“Bütün bu olumsuz koşullarla yüzleştikten sonra, insan kaçınılmaz olarak şu soruyla karşılaşıyor: Ülkende gazeteciliğin geleceği konusunda ne kadar iyimsersin? Bunu bütün samimiyetimle yanıtlayacağım. Konuşmalarımda karamsar olmayı sürdüreceğim, ama iş eyleme gelince iyimser olacağım.” Yunan meslektaşım Papassarantopoulos bunları söyleyeli neredeyse 40 yıl oldu.

Sanki bir dipsizlik hali varmış gibi, medya her iki ülkede de düşüşünü sürdürdü ve bugün o günlerden çok daha berbat bir durumda.

Medyanın bu hali aslında dünyanın halinin yansıması. Ergin Yıldızoğlu, dün Cumhuriyet’te “Uygarlık canavarlaşıyor” demiş ve bir “kötü sonsuz” içinde üreyen yeni canavarları sıralamıştı: Trump, Mondi, Netanyahu-Gvir-Smotrich, Milei, Wilders, vd…

Yaşar Aydın da, BirGün’ün manşetiyle örtüşen “Sende vicdan var mı?” yazısında, dünyanın halini 80 yaşındaki bir insanın çalıştığı evin çatısında can verdiği Türkiye’nin haline taşımıştı.

Aklın yolu bir ya; her iki yazının sonu da aynı kapıya çıkıyordu: Ancak sol/sosyalistler bu canavarlar çağına son verip, bir başka dünya inancıyla (ütopya) insanları ayağa kaldırabilir!

İşte, solu ve sosyalistleri “eylemde iyimser” olmaya çağıran da dünyanın ve memleketin karamsar saptamaları kaçınılmaz kılan hali.

İster seçimleri öncelikli hedef yapmış isterse de pek önemsemeyen sol hareketlerden biri olun, insanların siyasete ve sizin söyleyeceklerinize gözlerini ve kulaklarını en fazla seçim zamanlarında açtıkları gerçeğine sırtınızı dönemezsiniz. Böylesi bir fırsatı değerlendirmeyecek kadar gerçeklerden kopuk olamazsınız.

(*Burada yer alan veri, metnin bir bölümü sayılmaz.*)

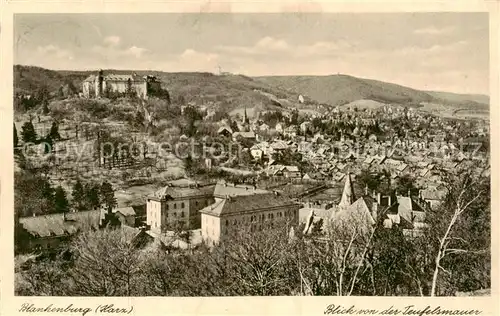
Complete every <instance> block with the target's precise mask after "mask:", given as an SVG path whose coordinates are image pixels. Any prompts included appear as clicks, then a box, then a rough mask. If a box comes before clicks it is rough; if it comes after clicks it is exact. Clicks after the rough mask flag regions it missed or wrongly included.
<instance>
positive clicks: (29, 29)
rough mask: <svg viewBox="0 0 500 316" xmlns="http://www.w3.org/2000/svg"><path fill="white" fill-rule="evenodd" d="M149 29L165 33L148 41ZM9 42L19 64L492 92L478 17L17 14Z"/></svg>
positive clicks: (60, 69)
mask: <svg viewBox="0 0 500 316" xmlns="http://www.w3.org/2000/svg"><path fill="white" fill-rule="evenodd" d="M167 17H168V18H167ZM126 21H130V23H125V22H126ZM403 21H404V23H403ZM54 25H60V26H61V27H58V28H54V27H53V26H54ZM128 25H130V26H133V27H129V26H128ZM227 25H231V27H230V28H228V27H227ZM62 26H64V27H62ZM396 26H397V27H396ZM152 28H156V29H168V30H171V32H165V33H160V35H159V36H158V35H156V36H149V35H148V29H152ZM54 29H57V32H55V31H54ZM242 32H244V33H245V37H241V36H239V35H238V34H241V33H242ZM158 37H159V38H158ZM15 39H16V40H15V52H16V53H15V60H14V61H15V63H16V64H25V65H33V66H39V67H43V68H48V69H54V70H95V69H99V68H102V69H116V70H125V69H126V70H130V69H131V68H135V69H137V70H151V71H165V72H212V73H216V72H217V71H218V70H219V66H220V67H221V68H222V71H227V72H232V73H237V74H243V75H247V76H272V75H296V76H308V75H309V76H326V75H333V74H338V73H340V74H347V75H351V76H355V77H361V78H370V79H376V80H381V81H385V82H391V83H396V84H399V85H403V86H407V87H411V88H414V89H419V90H434V91H447V92H455V93H471V94H485V95H489V82H488V77H489V76H488V72H489V58H488V54H489V49H488V47H489V43H488V42H489V33H488V18H487V15H486V14H483V13H436V14H431V13H411V14H410V13H408V14H405V13H392V14H380V13H377V14H373V13H372V14H362V13H356V14H347V13H336V14H303V15H297V14H203V15H200V14H173V13H169V14H107V15H106V16H105V17H104V15H99V14H51V15H41V14H37V15H28V14H23V15H19V16H16V17H15ZM42 39H43V40H42ZM169 43H175V45H169ZM54 57H55V58H54ZM387 61H390V62H387ZM132 64H133V65H134V66H133V67H132V66H131V65H132ZM410 69H411V71H408V70H410Z"/></svg>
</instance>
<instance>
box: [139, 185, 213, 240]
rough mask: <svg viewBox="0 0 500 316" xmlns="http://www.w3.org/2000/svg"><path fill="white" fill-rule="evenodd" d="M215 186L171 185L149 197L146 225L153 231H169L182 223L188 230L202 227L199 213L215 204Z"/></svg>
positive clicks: (193, 185)
mask: <svg viewBox="0 0 500 316" xmlns="http://www.w3.org/2000/svg"><path fill="white" fill-rule="evenodd" d="M214 188H215V187H214V185H210V184H208V185H199V184H192V183H187V184H180V183H178V184H176V183H175V182H171V183H170V184H169V185H167V186H165V187H163V188H161V189H160V190H158V191H156V192H154V193H153V194H152V195H150V196H148V197H147V203H146V224H147V225H148V226H149V227H150V229H151V230H156V231H159V232H164V231H167V230H168V228H169V226H172V225H176V224H177V223H182V224H183V225H184V226H185V227H186V228H191V229H192V228H197V227H199V225H200V215H199V213H198V211H199V210H200V209H202V208H203V207H205V206H207V205H210V204H212V203H213V201H214V198H213V193H214Z"/></svg>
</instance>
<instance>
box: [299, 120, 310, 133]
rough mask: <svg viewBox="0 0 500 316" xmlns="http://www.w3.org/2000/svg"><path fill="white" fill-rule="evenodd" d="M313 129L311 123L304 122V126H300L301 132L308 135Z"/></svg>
mask: <svg viewBox="0 0 500 316" xmlns="http://www.w3.org/2000/svg"><path fill="white" fill-rule="evenodd" d="M311 127H312V123H311V122H309V121H306V122H303V123H302V124H300V131H301V132H302V133H307V132H308V131H309V130H310V129H311Z"/></svg>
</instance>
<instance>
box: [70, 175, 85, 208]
mask: <svg viewBox="0 0 500 316" xmlns="http://www.w3.org/2000/svg"><path fill="white" fill-rule="evenodd" d="M72 198H73V200H72V204H73V208H74V209H75V210H77V211H78V212H81V211H83V210H85V192H84V189H83V185H82V182H81V181H80V179H77V180H76V183H75V185H74V186H73V192H72Z"/></svg>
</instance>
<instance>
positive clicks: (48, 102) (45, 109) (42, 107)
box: [42, 100, 50, 114]
mask: <svg viewBox="0 0 500 316" xmlns="http://www.w3.org/2000/svg"><path fill="white" fill-rule="evenodd" d="M49 112H50V109H49V101H48V100H43V101H42V113H43V114H49Z"/></svg>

Yıldızoğlu’nun sıraladığı canavarlar, her şeyi siyah ve beyaz olarak iki renge boyayıp tüm sorunlara kestirmeden çözümler üreten sağ popülizmin bataklığında seçimler kazanarak geldiler. Kitlelere, yaşadıkları derin ekonomik krizlerin, işsizlik ve yoksulluklarının, geleneksel değerlerinin yok olmasının sebebinin göçmenler, LGBTİ+ bireyler olduğunu anlatarak. Birkaç cümleden fazlasının söylenemediği sosyal medya platformlarında iki cümlelik aforizmanlarla özellikle geleceksiz bırakılmış gençleri peşlerine takarak. Ütopyasız bırakıldıklarından, “bir şeyler için” değil ama “bir şeylere karşı” daha kolay harekete geçen kitlelere dayanarak.

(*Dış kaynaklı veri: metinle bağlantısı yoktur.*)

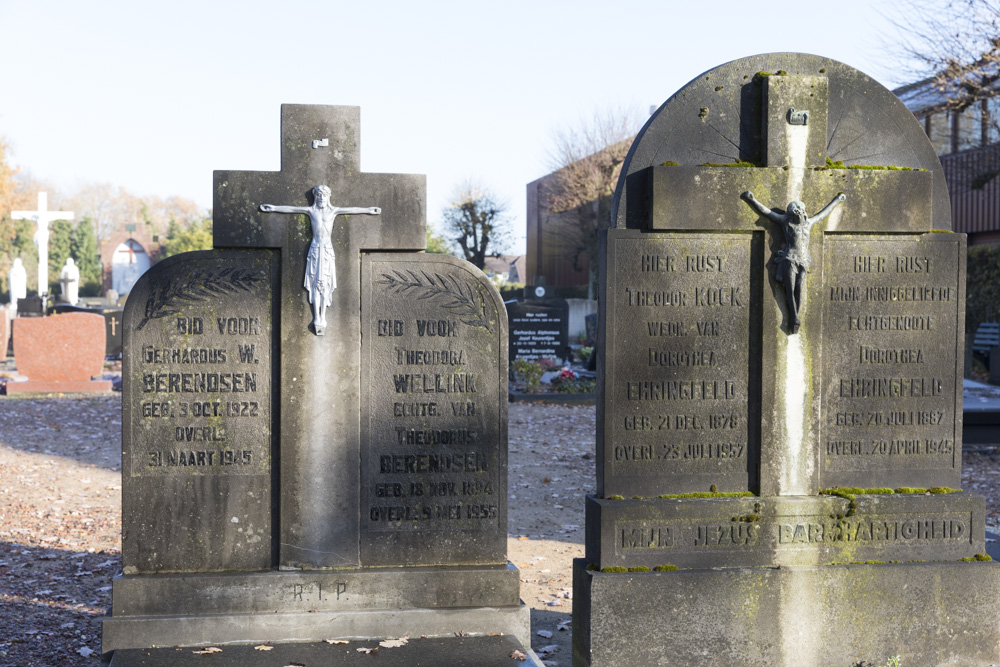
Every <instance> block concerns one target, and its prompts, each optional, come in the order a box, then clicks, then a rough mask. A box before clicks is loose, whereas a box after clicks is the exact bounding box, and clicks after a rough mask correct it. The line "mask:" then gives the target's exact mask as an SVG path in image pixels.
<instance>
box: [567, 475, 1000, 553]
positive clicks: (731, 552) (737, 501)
mask: <svg viewBox="0 0 1000 667" xmlns="http://www.w3.org/2000/svg"><path fill="white" fill-rule="evenodd" d="M586 511H587V545H586V548H587V551H586V554H587V555H586V557H587V561H588V562H590V563H596V564H597V565H598V566H599V567H601V568H604V567H609V566H618V567H635V566H646V567H650V568H652V567H655V566H657V565H666V564H670V565H676V566H678V567H681V568H703V567H768V566H775V565H803V566H805V565H827V564H832V563H856V562H863V561H868V560H879V561H890V560H893V561H904V562H906V561H930V560H940V561H957V560H959V559H961V558H965V557H969V556H973V555H975V554H977V553H983V552H984V551H985V550H986V542H985V526H986V514H985V512H986V509H985V500H984V499H983V498H982V497H981V496H973V495H971V494H968V493H948V494H940V495H925V494H919V495H917V494H886V495H859V496H857V508H856V510H855V511H854V513H853V514H852V515H851V516H846V515H847V514H849V513H850V509H849V501H848V500H846V499H844V498H839V497H835V496H777V497H775V496H772V497H763V498H758V497H736V498H669V499H660V498H654V499H648V500H605V499H598V498H596V497H595V496H587V501H586ZM841 515H843V516H844V518H843V519H839V518H837V517H838V516H841Z"/></svg>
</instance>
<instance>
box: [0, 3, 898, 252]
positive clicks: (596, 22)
mask: <svg viewBox="0 0 1000 667" xmlns="http://www.w3.org/2000/svg"><path fill="white" fill-rule="evenodd" d="M619 7H620V8H615V7H614V5H613V3H611V2H607V1H605V2H591V1H588V0H573V1H568V2H563V1H553V2H547V1H545V0H535V1H534V2H520V1H510V0H509V1H507V2H503V3H499V2H498V3H485V2H475V1H474V0H465V1H464V2H432V1H425V2H412V1H410V2H395V1H385V2H375V1H372V2H360V1H357V0H355V1H352V2H341V1H338V0H325V1H324V0H318V1H308V0H285V1H284V2H281V3H278V2H274V1H273V0H267V1H263V2H259V1H245V2H239V3H235V2H213V1H212V0H199V1H196V2H195V1H189V0H178V1H174V2H169V3H146V2H137V1H136V0H127V1H121V2H119V1H117V0H115V1H102V0H95V2H79V1H77V0H73V1H65V2H64V1H54V2H49V1H46V0H0V31H2V35H3V38H2V45H3V51H4V64H3V66H2V68H0V136H5V137H6V138H7V139H8V140H9V141H10V142H11V143H12V144H13V149H14V153H13V158H12V162H13V163H15V164H17V165H20V166H21V167H22V168H23V169H24V170H26V171H28V172H30V173H31V175H33V176H35V177H36V178H39V179H43V180H47V181H51V182H53V183H54V184H56V185H57V186H60V187H62V188H63V189H66V190H71V189H72V188H74V187H75V186H77V185H80V184H84V183H88V182H110V183H113V184H116V185H121V186H123V187H125V188H126V189H128V190H129V191H130V192H132V193H134V194H140V195H142V194H155V195H160V196H164V197H166V196H170V195H179V196H182V197H187V198H189V199H193V200H194V201H196V202H197V203H198V204H199V205H201V206H203V207H204V208H206V209H207V208H209V207H210V206H211V204H212V170H213V169H254V170H277V169H278V168H279V164H278V162H279V154H278V138H279V107H280V105H281V104H282V103H284V102H290V103H303V104H345V105H357V106H360V107H361V124H362V128H361V129H362V135H361V147H362V157H361V164H362V169H363V170H364V171H369V172H402V173H422V174H426V175H427V187H428V193H427V195H428V198H427V218H428V222H429V223H432V224H433V223H435V222H436V221H438V220H439V219H440V211H441V209H442V208H443V207H444V206H446V205H447V203H448V201H449V195H450V194H451V192H452V190H453V189H454V187H455V185H456V184H458V183H459V182H461V181H462V180H464V179H466V178H468V177H472V178H474V179H478V180H479V181H480V182H481V183H482V184H484V185H486V186H487V187H489V188H491V189H493V190H494V191H495V192H496V193H497V194H498V195H500V196H501V197H502V198H504V199H505V200H506V201H507V202H508V204H509V207H510V211H511V213H512V215H513V218H514V224H515V230H516V231H515V236H516V237H517V239H518V240H517V245H516V246H515V248H514V250H515V251H516V252H523V251H524V216H525V213H524V210H525V185H526V184H527V183H528V182H530V181H532V180H534V179H536V178H539V177H540V176H543V175H544V174H546V173H547V172H548V171H549V170H548V169H547V168H546V149H547V146H548V145H549V143H550V137H551V136H552V133H553V131H554V130H555V129H557V128H559V127H560V126H565V125H578V124H579V123H580V122H581V119H583V118H586V117H587V116H589V115H590V114H591V113H592V112H593V111H594V110H595V109H597V108H606V107H610V106H630V105H631V106H634V107H635V108H637V109H640V110H642V111H644V112H645V111H647V110H648V109H649V107H650V105H659V104H660V103H662V102H663V101H664V100H666V99H667V98H668V97H669V96H670V95H671V94H673V93H674V92H675V91H676V90H677V89H678V88H680V87H681V86H683V85H684V84H685V83H686V82H687V81H689V80H691V79H692V78H694V77H695V76H697V75H698V74H699V73H701V72H702V71H704V70H707V69H710V68H711V67H714V66H716V65H718V64H721V63H723V62H726V61H729V60H733V59H735V58H740V57H743V56H747V55H752V54H755V53H763V52H769V51H803V52H809V53H816V54H819V55H823V56H826V57H830V58H833V59H836V60H840V61H842V62H845V63H847V64H848V65H851V66H853V67H856V68H858V69H861V70H862V71H864V72H866V73H867V74H869V75H871V76H873V77H874V78H876V79H877V80H879V81H881V82H882V83H883V84H884V85H886V86H887V87H889V88H892V87H895V86H897V85H900V84H902V83H905V81H902V80H894V79H893V78H892V77H893V71H892V68H891V64H892V63H891V62H887V61H886V59H885V57H884V56H883V55H882V54H883V52H884V51H883V45H884V38H885V37H887V36H888V37H891V35H892V34H893V32H894V31H893V29H892V28H891V26H890V24H889V22H888V21H887V20H886V19H885V18H883V16H882V14H881V13H880V12H884V13H888V14H889V15H892V12H893V11H894V9H893V8H892V6H891V5H889V4H887V3H886V2H884V0H874V1H865V0H839V1H838V2H823V3H820V2H811V1H805V2H788V3H770V4H764V5H755V4H753V3H748V2H733V1H729V0H716V1H714V2H675V1H672V0H653V1H648V2H646V1H643V2H623V3H619Z"/></svg>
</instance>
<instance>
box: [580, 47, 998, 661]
mask: <svg viewBox="0 0 1000 667" xmlns="http://www.w3.org/2000/svg"><path fill="white" fill-rule="evenodd" d="M768 72H771V73H773V74H769V73H768ZM806 112H807V113H808V117H807V116H806ZM848 167H861V168H857V169H853V168H848ZM611 222H612V228H611V229H609V230H608V231H607V232H606V233H605V234H604V236H603V246H602V248H601V255H602V266H601V290H602V306H603V307H602V313H601V320H600V325H599V326H600V332H599V336H598V338H599V339H600V341H601V345H600V346H599V348H598V354H599V357H598V369H599V371H600V372H599V382H598V391H599V395H598V414H597V425H598V458H597V460H598V486H597V496H596V497H590V498H588V500H587V507H586V509H587V538H586V559H585V560H581V561H578V562H577V564H576V569H575V572H574V586H575V592H574V653H575V655H574V664H577V665H589V664H595V665H596V664H601V665H604V664H692V665H694V664H712V665H729V664H733V665H788V666H789V667H791V665H799V664H811V665H812V664H816V665H842V664H847V663H851V664H853V662H857V661H860V660H863V659H864V660H872V661H874V662H884V660H885V659H886V657H888V656H891V655H894V654H902V655H903V656H904V658H903V664H911V663H912V664H933V665H938V664H955V665H958V664H985V663H984V661H990V662H996V661H997V660H998V659H1000V649H998V646H1000V643H998V641H997V627H998V623H997V620H998V618H1000V617H998V615H997V614H996V613H995V612H994V611H992V602H990V596H989V595H982V591H981V590H979V589H977V588H975V585H974V584H972V583H970V580H971V578H972V577H976V576H977V575H978V574H979V573H982V574H983V575H984V577H985V578H986V581H987V582H988V583H987V584H986V587H987V588H989V589H990V591H992V592H991V593H990V595H994V594H995V592H996V590H997V587H998V586H1000V574H998V572H1000V570H998V569H997V568H996V567H995V566H993V565H991V564H988V563H987V564H982V563H959V562H958V561H959V559H963V558H972V557H975V556H978V555H979V554H982V553H983V552H984V551H985V537H984V533H985V531H984V528H985V520H984V509H983V508H984V503H983V499H982V498H979V497H976V496H971V495H968V494H966V493H948V491H950V490H953V489H954V488H956V487H958V486H960V480H961V475H960V472H961V470H960V467H961V423H962V417H961V414H962V413H961V407H962V406H961V399H962V395H961V387H962V383H961V377H962V375H961V371H962V368H961V366H960V365H959V364H960V360H961V359H962V345H963V342H964V319H965V312H964V305H963V304H964V297H965V295H964V291H965V290H964V284H965V252H966V248H965V238H964V236H963V235H959V234H953V233H950V232H948V230H949V229H950V211H949V204H948V197H947V190H946V188H945V185H944V179H943V175H942V173H941V168H940V165H939V164H938V161H937V158H936V156H935V155H934V151H933V149H932V147H931V146H930V143H929V142H928V141H927V138H926V136H925V134H924V132H923V130H922V128H921V127H920V125H919V124H918V123H917V122H916V121H915V120H914V118H913V117H912V115H911V114H910V113H909V111H907V110H906V108H905V107H904V106H903V105H902V104H901V103H900V102H899V101H898V100H897V99H896V98H895V97H894V96H893V95H892V94H891V93H890V92H889V91H887V90H885V89H884V88H882V87H881V86H879V85H878V84H877V83H875V82H874V81H872V80H871V79H869V78H868V77H866V76H864V75H863V74H861V73H860V72H856V71H854V70H852V69H851V68H849V67H847V66H846V65H843V64H841V63H837V62H835V61H830V60H827V59H823V58H818V57H815V56H807V55H798V54H768V55H763V56H754V57H751V58H745V59H742V60H739V61H735V62H733V63H729V64H726V65H723V66H721V67H718V68H716V69H714V70H711V71H709V72H706V73H705V74H703V75H701V76H700V77H698V78H697V79H695V80H694V81H692V82H691V83H690V84H688V86H686V87H685V88H684V89H682V90H681V91H679V92H678V93H677V94H676V95H674V96H673V97H672V98H671V99H670V100H668V101H667V102H666V103H665V104H664V106H662V107H661V108H660V110H659V111H657V112H656V113H655V114H654V115H653V117H652V118H651V119H650V120H649V122H648V123H647V124H646V127H645V128H643V130H642V132H640V134H639V136H638V137H637V139H636V141H635V142H634V143H633V145H632V148H631V149H630V152H629V155H628V157H627V159H626V162H625V164H624V167H623V172H622V177H621V179H620V180H619V184H618V189H617V191H616V195H615V203H614V210H613V213H612V221H611ZM934 232H945V233H934ZM831 487H860V488H847V489H841V490H834V489H832V488H831ZM901 487H911V488H912V487H917V488H920V489H925V491H921V492H919V493H914V492H910V491H907V490H904V489H901ZM930 487H952V489H932V490H933V491H935V492H940V493H927V492H926V489H928V488H930ZM894 489H900V490H901V491H902V493H898V494H897V493H893V492H892V490H894ZM821 490H825V493H824V494H823V495H821ZM733 491H739V492H747V496H742V497H729V496H725V495H724V493H723V492H733ZM865 491H868V493H866V492H865ZM690 492H701V493H703V494H704V495H703V496H702V497H696V496H694V495H688V496H687V497H670V496H677V495H679V494H690ZM831 494H842V495H846V496H848V497H847V498H844V497H836V496H835V495H831ZM852 497H853V498H852ZM874 561H878V562H889V561H892V562H893V563H894V564H891V565H874V564H869V565H864V566H855V565H848V566H843V565H840V564H845V563H847V564H851V563H859V562H869V563H872V562H874ZM913 561H941V562H940V563H939V564H935V565H927V566H919V567H918V566H907V565H902V564H899V563H908V562H913ZM588 565H589V566H591V567H597V568H618V569H622V570H625V569H627V568H640V569H642V570H645V569H647V568H654V567H656V566H664V567H665V566H674V567H679V568H681V570H680V572H668V571H664V572H621V573H614V572H611V571H608V572H590V571H587V570H585V567H586V566H588ZM980 566H982V569H978V568H979V567H980ZM714 568H717V569H714ZM674 575H678V576H676V577H674ZM915 578H920V581H919V582H916V581H913V580H914V579H915ZM911 581H912V583H911ZM967 604H968V605H969V607H971V608H973V609H975V610H976V613H977V614H982V616H981V617H979V616H971V615H968V616H967V615H965V614H967V611H966V610H967V608H968V607H967V606H966V605H967ZM873 609H874V610H877V611H872V610H873ZM913 609H920V613H919V614H918V616H919V618H918V619H916V620H915V621H913V622H912V623H911V621H910V619H911V618H912V616H913V611H912V610H913ZM957 618H961V619H962V621H961V622H964V623H967V624H968V627H969V628H976V630H974V631H973V634H965V631H964V629H963V630H960V631H959V630H953V628H954V627H955V625H954V624H955V620H956V619H957ZM651 619H655V620H653V621H651ZM844 619H849V620H848V621H846V622H845V621H844ZM904 623H905V624H907V627H906V628H905V629H901V627H900V626H901V625H902V624H904ZM941 624H944V625H948V628H949V629H948V630H946V631H944V633H943V634H939V631H938V626H940V625H941ZM976 632H979V633H982V634H981V635H976V634H974V633H976ZM974 636H975V637H977V638H976V639H972V637H974ZM984 636H985V637H986V639H985V641H982V640H981V639H982V637H984ZM984 644H987V645H988V646H985V647H984ZM845 651H846V652H845ZM876 651H877V653H876Z"/></svg>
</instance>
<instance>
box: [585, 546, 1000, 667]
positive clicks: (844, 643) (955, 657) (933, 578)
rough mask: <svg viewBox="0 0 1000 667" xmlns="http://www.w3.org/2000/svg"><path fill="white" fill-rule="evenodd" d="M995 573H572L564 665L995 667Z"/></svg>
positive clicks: (851, 566) (852, 571) (998, 612)
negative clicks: (572, 584) (571, 599)
mask: <svg viewBox="0 0 1000 667" xmlns="http://www.w3.org/2000/svg"><path fill="white" fill-rule="evenodd" d="M997 600H1000V564H998V563H981V562H971V563H970V562H959V563H927V564H901V565H834V566H825V567H781V568H733V569H722V570H707V569H706V570H680V571H676V572H641V573H623V574H605V573H600V572H590V571H588V570H587V569H586V562H585V560H584V559H577V560H575V561H574V563H573V664H574V666H575V667H588V666H591V665H594V666H596V665H616V666H617V665H689V666H697V665H712V666H713V667H725V666H727V665H733V666H738V667H755V666H758V665H759V666H761V667H764V666H766V667H800V666H801V665H809V666H810V667H826V666H829V667H844V666H845V665H853V664H855V663H856V662H859V661H861V660H867V661H869V662H870V663H871V664H876V665H882V664H885V662H886V659H887V658H889V657H891V656H896V655H898V656H900V657H901V664H902V665H905V667H945V666H947V667H959V666H961V667H971V666H973V665H981V666H983V667H986V666H987V665H991V664H994V663H1000V605H998V604H997Z"/></svg>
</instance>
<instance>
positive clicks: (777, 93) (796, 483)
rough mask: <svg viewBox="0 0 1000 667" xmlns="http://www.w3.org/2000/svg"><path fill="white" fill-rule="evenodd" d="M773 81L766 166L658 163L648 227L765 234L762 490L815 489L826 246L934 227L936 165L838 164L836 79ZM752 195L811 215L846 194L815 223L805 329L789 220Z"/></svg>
mask: <svg viewBox="0 0 1000 667" xmlns="http://www.w3.org/2000/svg"><path fill="white" fill-rule="evenodd" d="M763 83H764V108H763V114H762V116H763V119H764V120H763V122H764V127H763V137H764V139H763V143H764V147H765V149H764V154H763V156H762V158H763V161H764V166H762V167H747V166H746V164H732V165H704V166H698V167H688V166H667V165H664V166H660V167H654V168H652V169H650V170H649V178H650V182H649V186H650V187H649V192H650V193H651V194H650V198H649V203H648V208H647V212H648V217H647V220H646V224H647V228H648V229H651V230H656V231H665V230H684V231H711V232H750V231H754V230H760V229H762V228H763V229H764V230H765V231H766V235H767V242H766V245H767V246H768V248H769V251H767V252H765V258H766V259H767V261H764V262H761V263H760V267H759V269H757V270H758V271H759V272H760V273H759V277H758V280H760V281H761V284H762V285H764V286H765V288H764V303H763V306H764V308H763V322H762V327H761V329H762V331H763V332H764V333H763V335H762V349H761V356H762V357H763V359H764V360H766V361H765V364H764V366H765V367H764V368H763V369H762V372H763V373H764V374H765V379H764V381H763V382H762V383H761V384H762V386H761V390H762V397H761V400H762V403H763V405H764V406H772V405H773V406H774V409H773V410H768V409H765V410H763V411H762V415H761V433H762V435H761V440H762V442H761V445H760V446H761V452H760V470H759V476H760V493H761V495H810V494H815V493H816V492H817V491H818V479H819V475H818V474H816V471H817V470H818V469H819V461H820V451H819V434H820V420H821V418H822V415H821V405H820V404H821V401H820V396H821V395H822V388H821V386H820V385H819V381H818V380H817V379H816V378H815V376H811V375H809V374H808V373H807V372H806V369H807V368H811V367H812V366H813V365H817V366H818V361H819V360H818V359H815V358H813V357H811V356H810V350H811V348H810V347H809V342H810V336H812V337H814V339H818V338H819V334H820V327H821V326H822V310H823V301H822V299H821V298H820V295H821V291H820V290H821V286H822V280H823V276H822V266H823V257H824V253H825V246H826V244H827V243H828V239H829V238H832V237H833V236H834V235H838V234H843V235H846V234H878V235H882V236H884V235H886V234H911V235H912V234H919V233H923V232H930V231H931V215H932V206H931V191H932V189H931V174H930V173H929V172H923V171H913V170H902V169H898V168H895V169H894V168H887V167H892V165H882V166H881V167H882V168H879V169H844V168H830V167H829V166H828V163H827V135H828V127H827V99H828V84H827V78H826V77H824V76H777V75H772V76H767V77H766V78H765V80H764V82H763ZM803 112H807V113H803ZM876 166H878V165H876ZM748 192H752V193H755V194H756V196H757V199H761V200H764V199H766V201H763V204H765V205H766V207H768V208H770V209H777V210H778V211H779V212H780V213H782V214H783V213H785V210H784V209H785V207H786V206H789V203H790V202H802V203H804V205H805V209H806V211H807V212H808V215H810V216H812V215H814V214H816V213H817V212H819V211H820V210H821V209H823V207H824V206H827V205H828V204H833V203H834V202H836V201H837V199H838V195H839V194H840V193H843V195H844V201H843V203H841V204H840V205H839V206H835V208H834V209H832V212H831V210H830V209H827V210H826V213H827V214H828V215H829V217H827V218H826V220H824V221H823V222H820V223H819V224H817V225H816V227H815V229H814V230H813V234H812V239H811V241H810V243H809V248H808V249H807V252H808V253H809V256H810V257H811V258H812V260H813V261H812V262H811V268H810V277H809V278H807V279H806V281H807V282H806V284H805V286H804V288H803V290H802V293H803V296H802V304H801V312H800V313H799V314H798V316H799V317H801V319H802V325H801V330H796V329H797V326H796V323H795V320H796V314H795V313H794V312H793V311H792V309H790V308H789V307H788V303H787V300H788V298H787V295H786V292H785V288H784V287H783V286H781V285H780V284H778V283H777V282H776V280H775V275H774V274H775V269H776V267H777V265H778V264H780V263H781V259H780V256H779V255H778V253H779V252H780V251H781V250H782V249H783V248H784V246H785V243H786V240H787V239H785V237H784V233H783V231H782V229H781V226H780V225H779V224H777V223H775V222H774V221H773V220H771V219H768V217H767V216H764V215H758V211H756V210H754V209H753V208H752V207H751V206H748V205H747V204H748V202H745V201H743V198H741V194H744V193H748ZM762 192H763V193H766V194H765V195H763V196H762V195H761V193H762ZM767 286H770V289H768V288H767ZM810 301H813V303H812V304H810ZM779 332H780V334H779ZM775 334H778V335H775ZM768 361H771V362H773V367H771V368H769V367H768V363H767V362H768ZM769 373H773V376H770V375H768V374H769Z"/></svg>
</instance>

Geçen yazımda o yüzden kitleleri bir başka dünyanın mümkün olduğuna inandırmakta zorlandığımızı vurgulayıp “Zor ve tam da bu zorluk nedeniyle ‘eylemde iyimser’ olmak zorundayız” demiştim. Papassarantopoulos’un girişte aktardığım sözlerini anımsayarak.

O yazının sonunda da söylediğim gibi, solun ve sosyalistlerin yerel seçimlere bu anlayışla yaklaşması yalnızca kendi halkımıza karşı değil “uygarlığın canavarlaştığı” dünya halklarına karşı da sorumluluğumuz.

Seçim süreci boyunca, “canavarları” ancak solun alt edebileceğinin bilinciyle sol/sosyalist kimlikten ödün vermeyeceğiz. Yerelde insanların canını en fazla yakan sorunlara ve onların çözümüne odaklanacağız. Çözüm önerilerimizi söylemekle yetinmeyip yaparak göstereceğiz. Her eve girip her yurttaşa dokunacak ama “gezi zekâlı gençler”le sosyal medyayı da en yaratıcı biçimde kullanıp, oranın sağ popülizmin öttüğü bir çöplük olmasına izin vermeyeceğiz. Kendimiz olarak kalacak, ama “canavarlar”a karşı olan herkesle birlikte yürümeye özen göstereceğiz. Seçimlere nimet paylaşımı için değil, külfet paylaşımı için girdiğinden kuşku duyulmayacak adaylarımız olacak. Sürekli konuşmayacak, daha çok dinleyeceğiz.

Bir yerlerden başlayarak, küçük küçük de olsa kazanacağız. Ve mutlaka başaracağız. Hiçbir şey başarı kadar ikna edici değildir. Canavarları başarılar geriletecek!